I've seen all-yellow hybrids for sale in LFS, online, from breeders who did not know how to see the problem, etc.

It will (if it is not already) get to the point where "Yellow labs" are the mutts and anyone with the real species will start to differentiate that... maybe we should all start saying Caeruleus instead of Lab


----------



## PChap (Mar 6, 2007)

It will (if it is not already) get to the point where "Yellow labs" are the mutts and anyone with the real species will start to differentiate that... maybe we should all start saying Caeruleus instead of Lab

Don't know if you're really being serious or not, but this is absolutely right. I'm not a professional icthyologist, but I've taken to scanning the "yellow labs" anytime I'm in my LFS or one of the big box stores, and most of them look like hybrids or really bad specimens I wouldn't want in my tanks. We really just need to let the hybrids have the "Yellow Lab" name, or something else, whatever doesn't matter, just need to better seperate the two.


----------



## Norse76 (Jul 20, 2008)

It is getting to the point to where you cannot buy any cichlid from a LFS or Retail Pet Chain without the worry of some type of crossing. When I first jumped from South Americans to Africans, I purchased my first fish from a well known Pet Retail Store. OF course they were in a tank only named "African Cichlid Aggressive" so I had them identified on here and found out by very reputable persons here, that they were in fact hybrids.

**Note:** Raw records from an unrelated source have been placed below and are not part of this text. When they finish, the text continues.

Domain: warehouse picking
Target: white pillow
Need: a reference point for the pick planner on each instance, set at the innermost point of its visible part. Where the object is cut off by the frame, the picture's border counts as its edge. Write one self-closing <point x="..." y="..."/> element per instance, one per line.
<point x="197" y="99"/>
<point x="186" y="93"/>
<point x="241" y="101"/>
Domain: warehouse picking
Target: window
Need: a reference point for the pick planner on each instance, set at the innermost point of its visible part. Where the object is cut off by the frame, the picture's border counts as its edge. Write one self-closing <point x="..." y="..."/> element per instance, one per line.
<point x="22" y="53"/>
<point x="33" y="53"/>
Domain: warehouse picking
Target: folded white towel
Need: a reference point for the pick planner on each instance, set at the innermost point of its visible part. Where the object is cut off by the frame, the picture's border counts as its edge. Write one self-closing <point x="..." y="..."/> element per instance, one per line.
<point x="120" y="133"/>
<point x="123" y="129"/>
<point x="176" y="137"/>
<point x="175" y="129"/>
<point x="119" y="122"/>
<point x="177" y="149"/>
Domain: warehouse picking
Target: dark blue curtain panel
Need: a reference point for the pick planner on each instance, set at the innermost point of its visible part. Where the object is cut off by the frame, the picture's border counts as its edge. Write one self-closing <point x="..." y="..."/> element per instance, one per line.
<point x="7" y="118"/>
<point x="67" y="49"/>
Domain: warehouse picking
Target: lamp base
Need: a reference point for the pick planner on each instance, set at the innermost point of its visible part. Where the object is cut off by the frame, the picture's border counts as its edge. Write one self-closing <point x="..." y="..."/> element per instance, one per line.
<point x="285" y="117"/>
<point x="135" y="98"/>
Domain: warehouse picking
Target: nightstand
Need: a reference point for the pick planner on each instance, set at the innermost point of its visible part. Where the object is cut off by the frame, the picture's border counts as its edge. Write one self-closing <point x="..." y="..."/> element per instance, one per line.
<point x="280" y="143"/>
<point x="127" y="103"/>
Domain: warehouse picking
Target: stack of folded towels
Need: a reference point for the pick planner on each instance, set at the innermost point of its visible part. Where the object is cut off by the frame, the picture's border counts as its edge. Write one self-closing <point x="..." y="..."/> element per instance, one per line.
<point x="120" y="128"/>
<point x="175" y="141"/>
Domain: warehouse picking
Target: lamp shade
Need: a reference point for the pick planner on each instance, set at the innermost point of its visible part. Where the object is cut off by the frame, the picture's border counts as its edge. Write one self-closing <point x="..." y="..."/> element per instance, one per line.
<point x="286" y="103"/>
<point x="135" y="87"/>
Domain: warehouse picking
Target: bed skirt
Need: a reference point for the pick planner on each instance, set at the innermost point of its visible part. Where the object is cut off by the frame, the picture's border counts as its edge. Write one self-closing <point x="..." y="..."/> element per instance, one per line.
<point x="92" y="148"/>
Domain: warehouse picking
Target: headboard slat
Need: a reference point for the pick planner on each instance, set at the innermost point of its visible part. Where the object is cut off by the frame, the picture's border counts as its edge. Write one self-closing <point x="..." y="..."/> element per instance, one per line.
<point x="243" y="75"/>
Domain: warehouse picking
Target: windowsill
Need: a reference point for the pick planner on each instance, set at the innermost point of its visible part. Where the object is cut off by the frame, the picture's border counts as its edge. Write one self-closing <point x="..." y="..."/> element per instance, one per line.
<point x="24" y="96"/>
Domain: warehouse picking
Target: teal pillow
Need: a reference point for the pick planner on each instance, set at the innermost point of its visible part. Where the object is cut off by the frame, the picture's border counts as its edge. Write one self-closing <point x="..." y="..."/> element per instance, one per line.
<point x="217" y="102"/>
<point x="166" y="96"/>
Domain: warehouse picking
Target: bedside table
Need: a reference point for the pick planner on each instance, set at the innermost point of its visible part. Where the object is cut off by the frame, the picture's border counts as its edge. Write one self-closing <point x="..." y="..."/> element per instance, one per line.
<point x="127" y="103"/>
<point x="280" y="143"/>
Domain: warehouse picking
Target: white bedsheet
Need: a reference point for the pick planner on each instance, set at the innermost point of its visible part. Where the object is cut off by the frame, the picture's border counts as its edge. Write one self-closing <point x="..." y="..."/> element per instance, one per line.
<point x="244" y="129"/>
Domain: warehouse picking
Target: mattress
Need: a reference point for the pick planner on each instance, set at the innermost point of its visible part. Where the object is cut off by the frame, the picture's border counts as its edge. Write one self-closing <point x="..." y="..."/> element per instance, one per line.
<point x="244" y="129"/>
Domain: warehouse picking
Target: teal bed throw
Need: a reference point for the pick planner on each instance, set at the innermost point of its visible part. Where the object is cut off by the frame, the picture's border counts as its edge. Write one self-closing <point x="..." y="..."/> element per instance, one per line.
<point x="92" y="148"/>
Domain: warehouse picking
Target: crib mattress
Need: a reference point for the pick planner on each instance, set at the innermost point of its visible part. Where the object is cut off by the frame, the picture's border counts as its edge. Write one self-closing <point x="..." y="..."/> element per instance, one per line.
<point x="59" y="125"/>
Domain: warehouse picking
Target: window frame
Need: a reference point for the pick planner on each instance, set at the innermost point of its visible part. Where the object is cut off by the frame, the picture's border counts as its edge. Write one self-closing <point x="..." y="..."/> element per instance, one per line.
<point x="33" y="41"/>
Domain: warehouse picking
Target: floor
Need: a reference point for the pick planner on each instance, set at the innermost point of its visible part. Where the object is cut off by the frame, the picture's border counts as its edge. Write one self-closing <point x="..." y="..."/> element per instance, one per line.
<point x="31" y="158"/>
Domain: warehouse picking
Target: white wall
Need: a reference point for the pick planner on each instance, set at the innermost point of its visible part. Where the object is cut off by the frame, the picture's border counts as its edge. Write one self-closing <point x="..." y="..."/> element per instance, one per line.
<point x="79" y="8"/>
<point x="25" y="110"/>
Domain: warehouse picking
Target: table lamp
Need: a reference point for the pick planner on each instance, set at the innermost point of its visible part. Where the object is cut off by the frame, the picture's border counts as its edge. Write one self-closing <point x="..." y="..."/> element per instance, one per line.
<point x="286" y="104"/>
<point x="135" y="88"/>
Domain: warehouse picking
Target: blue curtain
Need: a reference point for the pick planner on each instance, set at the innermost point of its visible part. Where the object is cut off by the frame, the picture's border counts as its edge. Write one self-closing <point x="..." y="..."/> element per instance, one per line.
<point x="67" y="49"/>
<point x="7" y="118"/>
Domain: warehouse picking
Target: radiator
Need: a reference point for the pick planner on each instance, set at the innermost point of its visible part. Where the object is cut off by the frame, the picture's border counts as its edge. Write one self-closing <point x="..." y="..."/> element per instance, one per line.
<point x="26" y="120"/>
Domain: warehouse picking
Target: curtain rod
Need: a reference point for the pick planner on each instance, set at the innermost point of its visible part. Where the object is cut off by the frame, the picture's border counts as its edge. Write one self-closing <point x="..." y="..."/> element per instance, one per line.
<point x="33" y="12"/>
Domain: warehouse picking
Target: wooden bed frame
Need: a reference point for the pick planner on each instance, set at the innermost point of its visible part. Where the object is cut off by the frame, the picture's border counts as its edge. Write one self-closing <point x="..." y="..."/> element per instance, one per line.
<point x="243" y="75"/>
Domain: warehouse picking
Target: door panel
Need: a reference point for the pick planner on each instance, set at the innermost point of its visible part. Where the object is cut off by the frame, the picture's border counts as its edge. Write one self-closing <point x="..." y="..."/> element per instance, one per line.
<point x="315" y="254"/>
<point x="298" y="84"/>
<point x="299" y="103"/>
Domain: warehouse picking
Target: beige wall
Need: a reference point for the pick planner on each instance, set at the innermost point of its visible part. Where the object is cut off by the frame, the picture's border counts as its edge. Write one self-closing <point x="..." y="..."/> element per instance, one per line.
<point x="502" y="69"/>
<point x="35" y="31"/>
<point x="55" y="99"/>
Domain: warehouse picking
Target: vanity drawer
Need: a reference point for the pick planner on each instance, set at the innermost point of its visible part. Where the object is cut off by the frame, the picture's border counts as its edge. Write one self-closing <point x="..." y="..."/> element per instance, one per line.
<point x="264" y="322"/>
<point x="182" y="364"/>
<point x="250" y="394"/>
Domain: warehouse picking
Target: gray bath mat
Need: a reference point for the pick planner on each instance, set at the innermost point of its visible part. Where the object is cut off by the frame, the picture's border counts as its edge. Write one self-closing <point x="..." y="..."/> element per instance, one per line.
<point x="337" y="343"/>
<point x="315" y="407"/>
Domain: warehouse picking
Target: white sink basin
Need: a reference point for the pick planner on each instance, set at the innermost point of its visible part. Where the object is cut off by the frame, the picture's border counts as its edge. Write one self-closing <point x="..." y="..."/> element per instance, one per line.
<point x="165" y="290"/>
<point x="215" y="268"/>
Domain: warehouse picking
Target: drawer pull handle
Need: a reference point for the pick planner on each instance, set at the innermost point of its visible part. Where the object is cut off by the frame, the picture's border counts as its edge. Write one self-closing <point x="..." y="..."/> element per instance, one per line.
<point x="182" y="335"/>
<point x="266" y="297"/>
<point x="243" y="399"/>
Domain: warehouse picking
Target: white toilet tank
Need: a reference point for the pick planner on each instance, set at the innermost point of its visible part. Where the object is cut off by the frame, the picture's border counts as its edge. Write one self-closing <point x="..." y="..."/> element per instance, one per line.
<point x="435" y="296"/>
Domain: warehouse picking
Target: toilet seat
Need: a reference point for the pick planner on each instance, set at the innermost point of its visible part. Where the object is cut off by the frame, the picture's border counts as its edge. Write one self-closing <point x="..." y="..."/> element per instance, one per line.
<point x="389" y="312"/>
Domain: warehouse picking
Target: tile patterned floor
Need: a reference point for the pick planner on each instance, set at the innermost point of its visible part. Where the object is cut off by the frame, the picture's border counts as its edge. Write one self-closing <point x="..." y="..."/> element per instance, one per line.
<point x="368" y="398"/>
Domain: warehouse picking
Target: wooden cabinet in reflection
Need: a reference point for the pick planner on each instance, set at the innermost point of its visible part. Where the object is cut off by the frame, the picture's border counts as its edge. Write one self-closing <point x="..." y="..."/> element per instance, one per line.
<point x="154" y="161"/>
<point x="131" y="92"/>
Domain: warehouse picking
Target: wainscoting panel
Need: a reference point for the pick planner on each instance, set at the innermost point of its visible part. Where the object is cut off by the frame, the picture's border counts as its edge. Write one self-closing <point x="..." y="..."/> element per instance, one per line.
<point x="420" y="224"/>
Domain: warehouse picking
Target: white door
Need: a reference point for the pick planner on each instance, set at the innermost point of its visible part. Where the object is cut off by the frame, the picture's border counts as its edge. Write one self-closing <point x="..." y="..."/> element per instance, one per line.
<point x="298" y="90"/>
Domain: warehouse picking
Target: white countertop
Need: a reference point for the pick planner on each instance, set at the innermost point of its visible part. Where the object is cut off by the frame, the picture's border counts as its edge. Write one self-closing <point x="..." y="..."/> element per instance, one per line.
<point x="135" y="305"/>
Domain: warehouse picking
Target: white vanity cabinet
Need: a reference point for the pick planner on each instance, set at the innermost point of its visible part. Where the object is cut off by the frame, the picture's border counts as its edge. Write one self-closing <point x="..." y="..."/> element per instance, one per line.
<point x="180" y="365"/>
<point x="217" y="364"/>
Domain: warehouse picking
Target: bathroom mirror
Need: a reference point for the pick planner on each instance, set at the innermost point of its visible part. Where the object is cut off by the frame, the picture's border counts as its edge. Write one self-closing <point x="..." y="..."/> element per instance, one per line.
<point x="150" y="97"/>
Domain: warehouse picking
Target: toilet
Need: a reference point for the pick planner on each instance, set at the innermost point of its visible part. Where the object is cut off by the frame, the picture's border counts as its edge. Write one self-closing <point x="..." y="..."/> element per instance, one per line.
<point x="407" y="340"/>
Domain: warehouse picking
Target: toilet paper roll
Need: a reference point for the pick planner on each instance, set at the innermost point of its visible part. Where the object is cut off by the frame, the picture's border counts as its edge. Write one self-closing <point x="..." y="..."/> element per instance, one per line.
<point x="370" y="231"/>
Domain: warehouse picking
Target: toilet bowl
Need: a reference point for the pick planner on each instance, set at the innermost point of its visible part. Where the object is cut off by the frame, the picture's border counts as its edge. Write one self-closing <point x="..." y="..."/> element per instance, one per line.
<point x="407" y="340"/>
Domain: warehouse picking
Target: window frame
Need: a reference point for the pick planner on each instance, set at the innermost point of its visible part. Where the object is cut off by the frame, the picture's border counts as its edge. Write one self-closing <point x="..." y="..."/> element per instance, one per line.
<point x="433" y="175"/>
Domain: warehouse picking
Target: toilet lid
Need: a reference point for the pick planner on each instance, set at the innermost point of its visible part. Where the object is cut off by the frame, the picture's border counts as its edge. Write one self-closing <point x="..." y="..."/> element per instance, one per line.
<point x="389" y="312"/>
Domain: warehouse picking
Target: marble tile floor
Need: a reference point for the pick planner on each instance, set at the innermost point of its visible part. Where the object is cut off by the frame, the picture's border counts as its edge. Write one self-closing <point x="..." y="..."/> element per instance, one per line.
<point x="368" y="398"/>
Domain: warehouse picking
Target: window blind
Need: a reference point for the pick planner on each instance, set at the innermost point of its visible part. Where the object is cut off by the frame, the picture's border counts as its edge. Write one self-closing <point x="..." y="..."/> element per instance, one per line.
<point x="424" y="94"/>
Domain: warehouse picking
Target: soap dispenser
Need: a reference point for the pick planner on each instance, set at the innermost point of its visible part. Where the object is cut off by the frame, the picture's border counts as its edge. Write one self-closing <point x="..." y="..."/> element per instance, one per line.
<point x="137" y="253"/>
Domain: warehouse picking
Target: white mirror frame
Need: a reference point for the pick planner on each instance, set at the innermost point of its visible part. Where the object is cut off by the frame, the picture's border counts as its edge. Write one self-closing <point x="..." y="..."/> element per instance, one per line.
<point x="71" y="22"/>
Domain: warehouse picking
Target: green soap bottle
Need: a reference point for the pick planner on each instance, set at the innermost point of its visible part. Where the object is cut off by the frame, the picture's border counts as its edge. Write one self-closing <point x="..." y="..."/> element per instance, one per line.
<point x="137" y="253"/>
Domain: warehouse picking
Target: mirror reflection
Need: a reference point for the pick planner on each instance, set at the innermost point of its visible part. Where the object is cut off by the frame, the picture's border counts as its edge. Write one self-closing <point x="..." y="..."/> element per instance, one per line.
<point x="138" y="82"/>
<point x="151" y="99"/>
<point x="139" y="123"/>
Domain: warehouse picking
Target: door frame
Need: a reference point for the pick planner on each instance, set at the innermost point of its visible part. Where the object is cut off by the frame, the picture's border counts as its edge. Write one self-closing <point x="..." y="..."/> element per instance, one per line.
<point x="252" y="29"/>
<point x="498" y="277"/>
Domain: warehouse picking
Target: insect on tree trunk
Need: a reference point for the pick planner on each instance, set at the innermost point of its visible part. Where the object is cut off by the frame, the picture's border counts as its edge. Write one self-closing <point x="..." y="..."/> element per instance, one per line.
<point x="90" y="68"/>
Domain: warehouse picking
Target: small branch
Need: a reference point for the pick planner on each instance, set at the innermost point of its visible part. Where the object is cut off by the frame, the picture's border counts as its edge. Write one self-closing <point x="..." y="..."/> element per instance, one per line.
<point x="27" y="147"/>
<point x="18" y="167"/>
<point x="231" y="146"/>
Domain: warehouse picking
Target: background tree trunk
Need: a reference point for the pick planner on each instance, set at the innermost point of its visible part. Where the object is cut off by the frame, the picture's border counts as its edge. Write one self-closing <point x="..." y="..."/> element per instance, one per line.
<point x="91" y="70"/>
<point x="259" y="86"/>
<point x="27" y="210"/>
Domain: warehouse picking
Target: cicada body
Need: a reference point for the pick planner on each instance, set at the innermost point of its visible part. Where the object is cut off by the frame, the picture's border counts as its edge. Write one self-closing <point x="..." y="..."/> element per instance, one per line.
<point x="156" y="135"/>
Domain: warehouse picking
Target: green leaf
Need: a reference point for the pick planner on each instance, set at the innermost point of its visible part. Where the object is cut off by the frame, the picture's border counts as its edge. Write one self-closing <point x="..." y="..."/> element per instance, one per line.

After that incident, and 60 dollars lost, I began to purchase my fish from a well known and highly reputable breeders that have very positive feedback via this forum. The shipping stinks but at the least, you know that the fish you bought are not hybrid. :thumb:

And to curve the cross breeding within the tank, I am starting too specifically ask for male only in the dimorphic species, and segregate the monomorphs until they can be properly sexed. 8)


----------



## Number6 (Mar 13, 2003)

*PChap*
I'm serious, just respectful of the likely reaction of many.

I know I'd pay much more attention to an add for "F1 l.caeruleus" than I would for "F1 yellow labs". I wonder if I'm a rare shopper, or starting to get more common?


----------



## PChap (Mar 6, 2007)

I feel your pain Norse. Pretty soon you'll walk into Pet-xxxx and the tanks will be labeled "FISH".


----------



## Norse76 (Jul 20, 2008)

PChap said:


> I feel your pain Norse. Pretty soon you'll walk into Pet-xxxx and the tanks will be labeled "FISH".


Hehe its almost to that point now.


----------



## Dewdrop (Nov 20, 2007)

I guess I shouldn't be so ashamed of my bearded & barred "dirty lab"  L. caeruleus. He really does have nice black markings on his fins :thumb: .


----------



## ddarden90 (Mar 16, 2009)

can anyone post some pics to show the difference between a hybrid and a "pure blood".


----------



## Number6 (Mar 13, 2003)

ddarden90 said:


> can anyone post some pics to show the difference between a hybrid and a "pure blood".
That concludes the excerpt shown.